The key issue is farming on farmland, said Windsor, and council needs to see how putting dozens or perhaps 100 people there at some point fits in with that. The issue is “a tough one,” he said. “At this point, I would need to see the case for 40 people.”

As mayor and as a director of the Capital Region, he hears the concerns of the community, and notes there are as many as 36 homes in proximity to Woodwynn. “With respect to the [Woodwynn] program, I’m not going to speak against people trying to help people. [But] it’s premature to say that Woodwynn is the right fit or the wrong fit.”

The fit has been a longstanding issue.

The civil claim [in abeyance] filed by the municipality in B.C. Supreme Court asked that Woodwynn be ordered to stop using the West Saanich Road property for commercial, office and institutional use, and as a recreational vehicle and mobile home park and campground.

Central Saanich wanted the court to declare the use of the barn as a store and a coffee shop violated the B.C. building code and the district building bylaw.

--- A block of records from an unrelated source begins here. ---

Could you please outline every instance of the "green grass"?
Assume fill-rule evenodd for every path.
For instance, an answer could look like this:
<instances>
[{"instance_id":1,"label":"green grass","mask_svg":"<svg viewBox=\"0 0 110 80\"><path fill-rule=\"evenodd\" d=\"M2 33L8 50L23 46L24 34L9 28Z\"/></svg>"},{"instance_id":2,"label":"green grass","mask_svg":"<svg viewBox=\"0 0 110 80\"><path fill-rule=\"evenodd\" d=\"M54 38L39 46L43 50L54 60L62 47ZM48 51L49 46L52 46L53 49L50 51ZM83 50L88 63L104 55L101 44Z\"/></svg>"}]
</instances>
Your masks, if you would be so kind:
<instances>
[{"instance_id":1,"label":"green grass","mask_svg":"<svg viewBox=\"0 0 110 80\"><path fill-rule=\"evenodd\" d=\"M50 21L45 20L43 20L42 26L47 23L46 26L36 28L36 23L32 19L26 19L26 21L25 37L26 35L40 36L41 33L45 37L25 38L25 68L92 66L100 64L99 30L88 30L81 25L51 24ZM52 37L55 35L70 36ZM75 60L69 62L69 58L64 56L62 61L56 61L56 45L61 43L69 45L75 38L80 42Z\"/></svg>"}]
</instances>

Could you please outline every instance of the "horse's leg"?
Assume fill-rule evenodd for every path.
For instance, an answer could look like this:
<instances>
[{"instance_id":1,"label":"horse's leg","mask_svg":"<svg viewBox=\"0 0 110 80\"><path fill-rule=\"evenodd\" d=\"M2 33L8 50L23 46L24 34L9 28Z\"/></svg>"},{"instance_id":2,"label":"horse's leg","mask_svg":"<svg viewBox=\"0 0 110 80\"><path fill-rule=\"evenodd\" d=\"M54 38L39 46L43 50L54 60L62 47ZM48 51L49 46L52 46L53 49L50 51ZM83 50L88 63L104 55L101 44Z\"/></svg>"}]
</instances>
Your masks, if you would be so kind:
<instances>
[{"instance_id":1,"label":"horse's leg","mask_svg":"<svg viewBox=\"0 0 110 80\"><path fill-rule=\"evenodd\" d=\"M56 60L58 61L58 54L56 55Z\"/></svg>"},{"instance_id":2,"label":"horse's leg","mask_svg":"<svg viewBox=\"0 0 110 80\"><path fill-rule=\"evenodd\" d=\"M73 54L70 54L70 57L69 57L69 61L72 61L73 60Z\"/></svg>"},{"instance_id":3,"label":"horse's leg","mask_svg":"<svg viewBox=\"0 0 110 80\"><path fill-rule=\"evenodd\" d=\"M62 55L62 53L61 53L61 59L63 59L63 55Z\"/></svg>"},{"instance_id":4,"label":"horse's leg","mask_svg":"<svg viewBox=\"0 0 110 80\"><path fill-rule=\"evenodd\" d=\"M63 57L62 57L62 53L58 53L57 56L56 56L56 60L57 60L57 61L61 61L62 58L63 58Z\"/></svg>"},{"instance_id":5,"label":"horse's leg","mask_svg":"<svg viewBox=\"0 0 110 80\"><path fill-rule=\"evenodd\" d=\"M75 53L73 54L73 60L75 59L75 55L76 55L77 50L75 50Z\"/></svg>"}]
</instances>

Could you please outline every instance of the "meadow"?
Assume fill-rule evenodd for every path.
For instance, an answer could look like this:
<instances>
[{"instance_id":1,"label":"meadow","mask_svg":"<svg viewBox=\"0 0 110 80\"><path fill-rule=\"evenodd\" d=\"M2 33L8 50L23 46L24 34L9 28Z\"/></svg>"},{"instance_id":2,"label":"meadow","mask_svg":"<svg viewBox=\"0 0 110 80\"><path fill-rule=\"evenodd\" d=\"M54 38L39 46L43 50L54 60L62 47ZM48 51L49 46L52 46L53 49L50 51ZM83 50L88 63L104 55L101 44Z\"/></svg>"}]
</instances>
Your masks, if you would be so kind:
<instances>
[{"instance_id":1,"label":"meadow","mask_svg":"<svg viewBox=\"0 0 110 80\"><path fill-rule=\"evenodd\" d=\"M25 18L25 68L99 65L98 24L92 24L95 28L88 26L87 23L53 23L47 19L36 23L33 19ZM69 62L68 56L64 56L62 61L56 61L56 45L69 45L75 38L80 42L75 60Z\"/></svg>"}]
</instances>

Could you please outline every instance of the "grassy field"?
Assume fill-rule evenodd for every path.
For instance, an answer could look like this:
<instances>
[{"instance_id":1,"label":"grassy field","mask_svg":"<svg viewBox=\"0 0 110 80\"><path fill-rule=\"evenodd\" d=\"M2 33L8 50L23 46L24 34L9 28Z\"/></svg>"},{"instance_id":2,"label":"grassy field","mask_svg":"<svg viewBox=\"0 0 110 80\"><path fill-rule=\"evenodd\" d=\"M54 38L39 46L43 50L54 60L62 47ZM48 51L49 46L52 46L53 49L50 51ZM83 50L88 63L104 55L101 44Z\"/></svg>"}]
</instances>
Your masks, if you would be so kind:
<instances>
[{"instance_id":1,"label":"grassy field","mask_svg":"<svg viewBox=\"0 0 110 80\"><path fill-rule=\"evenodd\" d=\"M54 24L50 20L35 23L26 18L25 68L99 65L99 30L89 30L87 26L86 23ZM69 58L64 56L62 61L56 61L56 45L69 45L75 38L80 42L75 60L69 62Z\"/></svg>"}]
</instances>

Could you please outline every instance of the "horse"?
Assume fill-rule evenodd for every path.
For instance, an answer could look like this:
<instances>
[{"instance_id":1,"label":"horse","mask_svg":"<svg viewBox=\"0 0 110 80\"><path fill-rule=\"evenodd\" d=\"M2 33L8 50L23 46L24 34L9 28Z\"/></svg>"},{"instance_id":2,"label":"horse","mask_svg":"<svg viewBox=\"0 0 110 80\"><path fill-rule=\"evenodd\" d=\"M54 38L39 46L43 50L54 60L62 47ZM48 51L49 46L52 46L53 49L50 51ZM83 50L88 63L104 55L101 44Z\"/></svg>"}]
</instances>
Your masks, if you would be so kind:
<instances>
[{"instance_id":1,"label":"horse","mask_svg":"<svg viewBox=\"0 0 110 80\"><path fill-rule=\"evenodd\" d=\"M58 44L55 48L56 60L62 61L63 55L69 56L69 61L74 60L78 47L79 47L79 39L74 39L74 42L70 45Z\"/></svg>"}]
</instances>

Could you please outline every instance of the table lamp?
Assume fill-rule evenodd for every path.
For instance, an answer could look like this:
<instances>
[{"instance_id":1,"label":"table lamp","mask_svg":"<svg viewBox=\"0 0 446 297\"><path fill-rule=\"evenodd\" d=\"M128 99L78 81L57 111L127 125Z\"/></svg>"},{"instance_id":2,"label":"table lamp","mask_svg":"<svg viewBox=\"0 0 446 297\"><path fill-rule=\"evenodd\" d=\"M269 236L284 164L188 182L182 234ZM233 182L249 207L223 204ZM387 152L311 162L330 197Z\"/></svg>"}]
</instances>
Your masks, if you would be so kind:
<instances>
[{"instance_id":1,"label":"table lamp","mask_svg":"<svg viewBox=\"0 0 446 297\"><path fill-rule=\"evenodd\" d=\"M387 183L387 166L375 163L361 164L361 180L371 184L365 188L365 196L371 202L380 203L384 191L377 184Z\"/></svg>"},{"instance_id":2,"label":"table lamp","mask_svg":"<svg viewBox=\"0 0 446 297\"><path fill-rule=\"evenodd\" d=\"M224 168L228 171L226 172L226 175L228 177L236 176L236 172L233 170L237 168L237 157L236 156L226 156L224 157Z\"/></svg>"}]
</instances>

It also sought a court order to clear all Canadian thistle on the property every year before it goes to seed.

Windsor said he is concerned about the idea of “building a housing complex on farm land,” although Leblanc said even 40 people would be housed in ATCO trailers with a view to enclosing them behind hedges.

He said the question of 100 people “has not been addressed at all.”

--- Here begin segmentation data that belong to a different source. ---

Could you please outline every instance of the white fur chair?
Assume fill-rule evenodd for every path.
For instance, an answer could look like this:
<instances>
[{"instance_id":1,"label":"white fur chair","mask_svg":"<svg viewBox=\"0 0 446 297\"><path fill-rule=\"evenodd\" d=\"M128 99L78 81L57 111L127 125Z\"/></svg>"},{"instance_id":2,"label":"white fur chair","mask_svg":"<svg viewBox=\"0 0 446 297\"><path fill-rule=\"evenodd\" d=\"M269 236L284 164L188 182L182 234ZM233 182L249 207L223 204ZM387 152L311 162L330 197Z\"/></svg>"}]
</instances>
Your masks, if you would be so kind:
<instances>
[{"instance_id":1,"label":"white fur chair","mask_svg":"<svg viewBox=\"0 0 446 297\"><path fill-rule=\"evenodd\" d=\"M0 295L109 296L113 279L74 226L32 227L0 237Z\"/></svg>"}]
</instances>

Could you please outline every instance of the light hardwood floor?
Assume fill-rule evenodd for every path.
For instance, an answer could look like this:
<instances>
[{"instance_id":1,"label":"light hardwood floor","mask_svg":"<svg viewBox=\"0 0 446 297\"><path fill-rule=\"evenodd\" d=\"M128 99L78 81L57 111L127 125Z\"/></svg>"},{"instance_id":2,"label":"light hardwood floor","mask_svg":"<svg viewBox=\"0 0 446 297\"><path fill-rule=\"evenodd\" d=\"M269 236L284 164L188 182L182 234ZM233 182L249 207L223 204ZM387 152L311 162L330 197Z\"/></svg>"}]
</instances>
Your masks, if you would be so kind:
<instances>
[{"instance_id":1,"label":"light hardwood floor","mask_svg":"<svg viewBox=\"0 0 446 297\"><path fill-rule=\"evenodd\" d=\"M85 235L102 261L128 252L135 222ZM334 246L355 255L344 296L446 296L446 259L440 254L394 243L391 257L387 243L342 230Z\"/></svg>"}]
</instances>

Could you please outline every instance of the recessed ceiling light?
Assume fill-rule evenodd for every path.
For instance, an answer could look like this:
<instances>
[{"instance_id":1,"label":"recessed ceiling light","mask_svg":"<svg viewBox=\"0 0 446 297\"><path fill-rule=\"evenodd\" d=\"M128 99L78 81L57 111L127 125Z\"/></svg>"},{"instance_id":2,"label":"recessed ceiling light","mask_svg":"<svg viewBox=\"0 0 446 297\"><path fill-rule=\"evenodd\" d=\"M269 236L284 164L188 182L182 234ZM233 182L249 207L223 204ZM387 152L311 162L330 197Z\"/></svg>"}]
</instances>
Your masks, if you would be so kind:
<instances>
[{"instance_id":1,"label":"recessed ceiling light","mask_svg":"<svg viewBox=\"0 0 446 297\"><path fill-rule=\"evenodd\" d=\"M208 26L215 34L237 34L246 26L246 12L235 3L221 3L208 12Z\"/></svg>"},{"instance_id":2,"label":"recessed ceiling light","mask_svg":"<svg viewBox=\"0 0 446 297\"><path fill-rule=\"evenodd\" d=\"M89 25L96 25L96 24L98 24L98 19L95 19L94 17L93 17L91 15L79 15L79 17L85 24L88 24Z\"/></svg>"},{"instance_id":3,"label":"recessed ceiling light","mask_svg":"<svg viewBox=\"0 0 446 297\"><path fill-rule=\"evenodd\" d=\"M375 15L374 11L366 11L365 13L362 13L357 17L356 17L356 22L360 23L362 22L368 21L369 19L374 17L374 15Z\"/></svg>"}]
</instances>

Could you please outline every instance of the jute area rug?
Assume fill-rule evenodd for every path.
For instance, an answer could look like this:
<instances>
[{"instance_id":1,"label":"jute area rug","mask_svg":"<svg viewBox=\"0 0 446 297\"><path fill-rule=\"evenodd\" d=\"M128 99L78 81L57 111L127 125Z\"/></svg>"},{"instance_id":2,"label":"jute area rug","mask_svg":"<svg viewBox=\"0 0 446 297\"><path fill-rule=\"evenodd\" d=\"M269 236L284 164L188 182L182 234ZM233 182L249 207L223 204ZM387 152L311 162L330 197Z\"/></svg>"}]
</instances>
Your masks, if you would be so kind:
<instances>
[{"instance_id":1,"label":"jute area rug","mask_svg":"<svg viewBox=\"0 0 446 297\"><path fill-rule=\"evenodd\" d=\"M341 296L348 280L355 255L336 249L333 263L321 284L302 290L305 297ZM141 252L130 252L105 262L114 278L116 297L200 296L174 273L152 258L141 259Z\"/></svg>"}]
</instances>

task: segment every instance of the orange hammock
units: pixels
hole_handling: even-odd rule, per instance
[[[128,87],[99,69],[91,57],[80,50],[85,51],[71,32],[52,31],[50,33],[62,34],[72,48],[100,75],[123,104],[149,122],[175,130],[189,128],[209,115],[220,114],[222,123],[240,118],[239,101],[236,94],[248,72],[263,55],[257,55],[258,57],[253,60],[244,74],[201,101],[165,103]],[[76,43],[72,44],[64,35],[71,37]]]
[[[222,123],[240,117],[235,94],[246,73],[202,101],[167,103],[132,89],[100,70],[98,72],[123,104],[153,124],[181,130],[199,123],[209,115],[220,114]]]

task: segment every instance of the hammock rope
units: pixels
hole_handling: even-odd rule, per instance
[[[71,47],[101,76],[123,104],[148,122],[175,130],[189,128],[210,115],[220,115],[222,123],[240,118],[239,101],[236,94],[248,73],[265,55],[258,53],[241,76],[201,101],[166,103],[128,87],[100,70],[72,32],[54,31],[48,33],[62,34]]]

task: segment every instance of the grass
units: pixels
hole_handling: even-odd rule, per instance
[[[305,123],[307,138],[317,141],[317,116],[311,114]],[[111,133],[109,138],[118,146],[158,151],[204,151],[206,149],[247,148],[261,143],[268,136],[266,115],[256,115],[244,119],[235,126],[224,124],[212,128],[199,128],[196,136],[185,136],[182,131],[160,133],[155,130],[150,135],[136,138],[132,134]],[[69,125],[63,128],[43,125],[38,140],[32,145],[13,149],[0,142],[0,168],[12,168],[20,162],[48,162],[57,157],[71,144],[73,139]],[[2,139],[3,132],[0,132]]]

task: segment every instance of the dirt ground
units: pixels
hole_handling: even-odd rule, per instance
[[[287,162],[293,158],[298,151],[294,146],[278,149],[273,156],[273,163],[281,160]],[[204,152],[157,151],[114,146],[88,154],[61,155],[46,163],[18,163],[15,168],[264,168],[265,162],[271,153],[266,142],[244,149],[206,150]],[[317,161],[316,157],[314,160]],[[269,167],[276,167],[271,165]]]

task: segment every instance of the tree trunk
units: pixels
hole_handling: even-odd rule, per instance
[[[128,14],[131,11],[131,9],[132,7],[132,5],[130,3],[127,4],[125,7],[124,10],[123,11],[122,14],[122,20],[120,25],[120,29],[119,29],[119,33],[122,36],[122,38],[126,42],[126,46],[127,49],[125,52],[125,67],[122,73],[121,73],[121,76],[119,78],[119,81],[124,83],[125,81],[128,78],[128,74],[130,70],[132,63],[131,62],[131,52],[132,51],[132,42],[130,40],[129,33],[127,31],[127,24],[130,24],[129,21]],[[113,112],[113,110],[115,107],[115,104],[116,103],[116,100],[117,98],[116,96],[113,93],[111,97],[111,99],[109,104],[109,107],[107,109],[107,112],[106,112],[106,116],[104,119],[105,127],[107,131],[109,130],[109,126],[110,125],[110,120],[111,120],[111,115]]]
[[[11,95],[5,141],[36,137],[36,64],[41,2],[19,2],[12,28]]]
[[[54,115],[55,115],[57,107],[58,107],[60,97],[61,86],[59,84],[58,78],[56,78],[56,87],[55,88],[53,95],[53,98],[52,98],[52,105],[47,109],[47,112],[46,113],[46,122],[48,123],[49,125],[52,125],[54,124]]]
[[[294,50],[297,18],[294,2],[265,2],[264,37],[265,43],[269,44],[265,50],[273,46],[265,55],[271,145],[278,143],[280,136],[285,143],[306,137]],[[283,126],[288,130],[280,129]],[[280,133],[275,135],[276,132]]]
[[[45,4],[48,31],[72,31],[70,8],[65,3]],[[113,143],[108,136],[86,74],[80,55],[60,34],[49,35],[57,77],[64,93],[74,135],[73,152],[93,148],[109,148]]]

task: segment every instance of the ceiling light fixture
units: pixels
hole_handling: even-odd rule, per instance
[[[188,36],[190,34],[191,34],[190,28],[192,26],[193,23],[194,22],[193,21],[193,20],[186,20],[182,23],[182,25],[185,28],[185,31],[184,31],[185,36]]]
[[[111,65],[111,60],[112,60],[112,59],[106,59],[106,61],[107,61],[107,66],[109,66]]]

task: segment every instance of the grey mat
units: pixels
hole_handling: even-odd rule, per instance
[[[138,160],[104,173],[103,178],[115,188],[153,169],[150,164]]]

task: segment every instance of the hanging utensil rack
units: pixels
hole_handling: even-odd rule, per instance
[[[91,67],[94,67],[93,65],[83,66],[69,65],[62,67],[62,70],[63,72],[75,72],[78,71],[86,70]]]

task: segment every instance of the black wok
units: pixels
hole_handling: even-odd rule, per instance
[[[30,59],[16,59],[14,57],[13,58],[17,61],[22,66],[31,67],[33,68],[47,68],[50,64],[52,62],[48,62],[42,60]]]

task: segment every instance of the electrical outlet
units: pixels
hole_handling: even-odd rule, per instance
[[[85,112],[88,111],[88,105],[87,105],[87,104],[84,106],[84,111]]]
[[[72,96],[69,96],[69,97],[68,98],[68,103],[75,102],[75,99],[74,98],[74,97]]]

Leblanc said about 65 people, mostly men, have gone through the program — 45 of them successfully. The others head back to Victoria, perhaps to the streets. Residents must agree to forgo drugs and alcohol while at Woodwynn.

Leblanc estimates that the farm program can house, feed and provide programming for a participant for $16,000 a year, compared with close to the $60,000 it costs the public for people on the streets.

But less than a year after Woodwynn took over the land, local residents crammed council chambers and overflowed into the corridors when a council committee considered the therapeutic work community for the site.

“Councillors voted unanimously not to support institutional or residential zoning on the 78-hectare Woodwynn Farm on West Saanich Road,” the Times Colonist reported in February, 2008.

Given the current fentanyl crisis and the continued rise in homelessness, Leblanc said he hopes the municipality will see the contrast between the former tent city at the Victoria courthouse and the peaceful growing of food, raising of livestock and woodworking at Woodwynn.

People struggling to survive, facing an early grave, have been “completely transformed” at Woodwynn, given hope, clarity of mind, the motivation to reconnect with their families and become contributing members of society, he said.

Woodwynn is also collaborating with Vancouver-based Kwantlen Polytechnic University’s Institute of Sustainable Agriculture and Food Systems in the development of an on-site farm school.

The prime fears from Central Saanich residents seem to be that crime will increase in their neighbourhoods and property values will fall, as far as Leblanc knows. “The facts don’t bear that out,” he said.

“After 7 1/2 years, there has been no crime and the real estate values in this part of Central Saanich are doing very well, thank you very much.”